GUEST COMMENTARY

Salazar Moves Toward Common Sense Oil and Gas Development

We need to maximize our fossil fuel resources but not at the expense of our fishing and hunting heritage.

By Brad Powell, Guest Writer, 1-15-10

  Brad Powell. Photo courtsy of Trout Unlimited.
  Brad Powell. Photo courtsy of Trout Unlimited.

Last week’s announcement from Secretary of the Interior Ken Salazar was just what the doctor ordered when it comes to the public land energy debate currently raging in the West. It was a relief to see some balance restored the oil and gas leasing process that, over the last decade, prioritized energy extraction at the expense of virtually every other use of land belonging to all Americans.

It’s no wonder, with the bounty it’s enjoyed in recent years, the industry is pushing back and crying foul over Salazar’s reforms, which include allowing more public input and site-specific reviews of leasing applications. But it’s important to note that, while Salazar’s proposals are a good step in the right direction, much is left to do to fully rein in irresponsible drilling on public lands.

Obviously, water quality issues need to be addressed, and perhaps there’s room for that in the site-specific review process Salazar is putting in place. Too often, over the last 10 years or so, we’ve seen water resources greatly diminished thanks to untimely spills, groundwater contamination and even surface water pollution.

Water--not gas or oil--is the West’s greatest resource. More emphasis must be placed on protecting it. In the West, our communities depend on clean water supplies, and our outdoor heritage, which includes hunting and fishing, depends greatly on water quality.

We can develop our oil and natural gas resources, but it’s time industry and its allies realize the bulk of the West’s inland energy comes from beneath public lands, and meeting basic environmental and cultural requirements isn’t something that ought to be groused over. Rather, working with the government and local stakeholders to extract oil and natural gas responsibly in a manner that benefits the community, the taxpaying public and industry should be a priority.

For sportsmen and women in the West, the fight to protect intact fish and wildlife habitat--and to restore habitat that has been needlessly damaged by irresponsible drilling--is just beginning. Hunters and anglers have perhaps the most intimate connection with the land and its waters, and too often in recent years, we’ve sacrificed in order to ensure oil and gas could be pulled from the ground for the betterment of our nation.

Understandably, oil and gas extraction is a dirty business, but we assumed proper steps would be taken to reclaim tarnished habitat, or to avoid harming priceless lands altogether. We’ve been disappointed.

Now, with Secretary Salazar restoring some very basic restrictions to the oil and gas leasing and permitting process, we believe there’s hope that “responsible development” isn’t just an oxymoron dreamt up by some energy company executive. We truly do want to see our energy resources maximized, but we’re not willing sacrifice any more irreplaceable fish and game habitat while the industry sits on undeveloped leases or refuses to take needed steps to protect fish and game habitat.

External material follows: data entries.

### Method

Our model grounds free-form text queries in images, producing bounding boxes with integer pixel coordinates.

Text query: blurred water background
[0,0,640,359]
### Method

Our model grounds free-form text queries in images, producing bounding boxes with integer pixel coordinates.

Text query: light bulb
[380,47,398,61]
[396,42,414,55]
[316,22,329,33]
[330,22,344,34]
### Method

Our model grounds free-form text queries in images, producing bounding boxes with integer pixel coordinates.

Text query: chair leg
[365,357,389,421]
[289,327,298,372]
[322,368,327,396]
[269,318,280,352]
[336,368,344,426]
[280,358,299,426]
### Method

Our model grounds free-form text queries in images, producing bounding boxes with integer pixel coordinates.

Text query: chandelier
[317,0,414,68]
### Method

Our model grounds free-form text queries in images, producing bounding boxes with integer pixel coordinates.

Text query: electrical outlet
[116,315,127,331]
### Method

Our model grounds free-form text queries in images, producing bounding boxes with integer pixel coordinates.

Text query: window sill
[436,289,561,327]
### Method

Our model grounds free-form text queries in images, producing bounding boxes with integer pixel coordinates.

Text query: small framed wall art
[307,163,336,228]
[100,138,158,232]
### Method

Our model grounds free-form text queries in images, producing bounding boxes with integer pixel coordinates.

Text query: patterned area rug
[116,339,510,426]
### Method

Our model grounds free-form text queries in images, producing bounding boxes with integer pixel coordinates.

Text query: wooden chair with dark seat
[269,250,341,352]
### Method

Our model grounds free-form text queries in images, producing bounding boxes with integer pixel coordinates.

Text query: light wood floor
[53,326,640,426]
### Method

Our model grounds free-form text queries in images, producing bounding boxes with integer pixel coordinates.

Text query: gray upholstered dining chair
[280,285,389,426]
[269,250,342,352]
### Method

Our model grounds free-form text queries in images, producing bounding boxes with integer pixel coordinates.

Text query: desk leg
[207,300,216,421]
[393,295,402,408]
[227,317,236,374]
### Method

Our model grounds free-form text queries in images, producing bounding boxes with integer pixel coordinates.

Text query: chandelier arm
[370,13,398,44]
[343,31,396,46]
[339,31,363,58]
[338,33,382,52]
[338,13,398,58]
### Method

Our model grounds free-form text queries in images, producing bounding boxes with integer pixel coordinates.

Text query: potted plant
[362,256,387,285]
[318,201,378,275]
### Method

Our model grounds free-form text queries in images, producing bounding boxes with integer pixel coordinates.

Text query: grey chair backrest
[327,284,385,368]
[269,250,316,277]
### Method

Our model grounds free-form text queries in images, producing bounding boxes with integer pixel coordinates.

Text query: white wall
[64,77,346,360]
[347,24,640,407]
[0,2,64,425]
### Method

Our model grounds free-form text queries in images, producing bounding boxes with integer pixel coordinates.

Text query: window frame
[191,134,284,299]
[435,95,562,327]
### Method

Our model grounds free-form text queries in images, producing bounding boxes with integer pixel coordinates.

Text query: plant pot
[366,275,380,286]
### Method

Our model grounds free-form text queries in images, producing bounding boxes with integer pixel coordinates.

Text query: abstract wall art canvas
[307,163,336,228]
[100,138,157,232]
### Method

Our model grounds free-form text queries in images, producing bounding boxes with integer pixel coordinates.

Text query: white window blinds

And for hunters and anglers, habitat translates into opportunity. Simple as that.

We appreciate Secretary Salazar’s efforts to bring some common-sense reforms back to this process, and we look forward to working with him to correct even more flaws in the oil and gas extraction process. The future of the multiple-use philosophy for the management of our public lands is at stake, and sportsmen and women stand by, ready to defend that uniquely American philosophy.

Footnote: Brad Powell is the western energy director for Trout Unlimited’s Sportsmen’s Conservation Project. He’s an avid sportsman and a former forest supervisor for the U.S. Forest Service.